My exam began with the usual check-in process to make sure the proctors could see my screens and webcam. I was emailed the exam connection at 5pm sharp.

First machine

The first machine took me until midnight to figure out the path to full remote code execution. It took me until the next day to get everything coded up in one exploit. This machine in total took me around 7 hours (minus sleeping at night).

Second machine

The second machine was what really tripped me up. I went through the source code many many times, reading every single line over 2–3 times, yet still couldn’t find anything to exploit. While I was lying in bed at 3am with my mind racing through everything I had seen in the source code, something peculiar jumped out at me — I quickly realized it was the missing piece of the puzzle. So I jump out of bed, try the idea I came up with, and it worked! After waking up, I quickly write the proof-of-concept script and fully finish the machine by 12pm. This machine took the longest at a full 24 hours.

Conclusion

Was this certification worth the money? Probably — if I had gone with the 30 day package instead of the 90 day one. Since I already had a lot of development experience doing code reviews and creating web apps, it took me much less time to digest and understand the material.

My (Opinionated) Advice

I: Build a methodology

Have a methodology and stick to it. Here is mine:

  1. Make sure to record all traffic through Burp
  2. Make sure you know where the log files are (if any)
  3. Check all public web pages
  4. Check all authenticated web pages — note authentication endpoints (login, password reset), admin areas, file upload, forms, restricted areas
  5. Prioritise unauthenticated functionalities, then authenticated ones like password reset and session management
  6. Check for SQL Injection on publicly accessible endpoints
  7. Check for programming-language specific issues (e.g. readObject in Java, eval in JavaScript)

II: Take breaks

Take breaks often. I cannot stress how often I came up with ideas during my break time versus staring at the screen.

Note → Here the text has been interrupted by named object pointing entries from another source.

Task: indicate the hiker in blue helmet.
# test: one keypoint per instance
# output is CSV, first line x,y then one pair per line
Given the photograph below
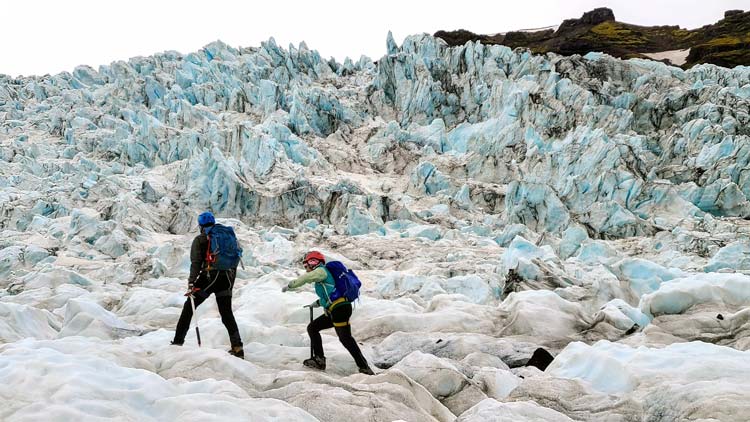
x,y
336,313
205,280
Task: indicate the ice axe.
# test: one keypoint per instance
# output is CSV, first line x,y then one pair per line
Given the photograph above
x,y
309,306
192,304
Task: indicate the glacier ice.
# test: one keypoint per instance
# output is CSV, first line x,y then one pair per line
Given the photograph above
x,y
492,201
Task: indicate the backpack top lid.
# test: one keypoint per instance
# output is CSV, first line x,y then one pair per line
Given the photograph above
x,y
206,218
346,282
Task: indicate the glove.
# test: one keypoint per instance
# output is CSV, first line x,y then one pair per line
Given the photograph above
x,y
192,289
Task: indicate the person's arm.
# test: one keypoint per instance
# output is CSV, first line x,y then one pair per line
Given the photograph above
x,y
197,256
315,276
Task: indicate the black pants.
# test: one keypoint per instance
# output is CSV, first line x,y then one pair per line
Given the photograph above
x,y
339,320
220,283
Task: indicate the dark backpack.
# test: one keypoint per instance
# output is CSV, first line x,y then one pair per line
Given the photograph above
x,y
223,251
347,283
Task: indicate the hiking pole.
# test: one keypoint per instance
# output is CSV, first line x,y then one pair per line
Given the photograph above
x,y
197,331
310,306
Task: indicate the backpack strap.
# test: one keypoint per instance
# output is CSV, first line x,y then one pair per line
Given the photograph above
x,y
210,258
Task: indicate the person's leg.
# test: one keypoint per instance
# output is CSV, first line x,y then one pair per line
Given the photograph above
x,y
314,328
340,319
224,303
183,324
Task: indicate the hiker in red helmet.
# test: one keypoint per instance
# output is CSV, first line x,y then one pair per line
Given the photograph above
x,y
336,313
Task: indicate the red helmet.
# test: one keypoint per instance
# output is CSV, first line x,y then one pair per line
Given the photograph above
x,y
314,255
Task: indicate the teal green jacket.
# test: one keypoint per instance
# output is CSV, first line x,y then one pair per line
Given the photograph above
x,y
324,284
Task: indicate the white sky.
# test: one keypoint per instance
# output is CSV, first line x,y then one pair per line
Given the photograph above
x,y
38,36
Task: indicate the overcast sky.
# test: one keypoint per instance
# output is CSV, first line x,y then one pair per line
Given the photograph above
x,y
38,37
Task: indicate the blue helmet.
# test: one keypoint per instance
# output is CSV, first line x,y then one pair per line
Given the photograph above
x,y
206,219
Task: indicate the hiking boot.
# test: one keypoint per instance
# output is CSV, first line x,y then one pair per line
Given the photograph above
x,y
237,351
316,363
366,370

III: It’s not over until it’s over

When I couldn’t find any way in after a whole day of looking, I was demoralized. But by the 26th hour, I found something I had accidentally overlooked. Don’t give up.

IV: Do everything in the PDFs

Do all the exercises and extra miles. Seriously.

V: Treat the exam as a learning experience

You don’t fail by failing the exam. You only fail when you give up.

Thank you for reading! I hope to learn much more in the cybersecurity space and hope to record this journey in my blog!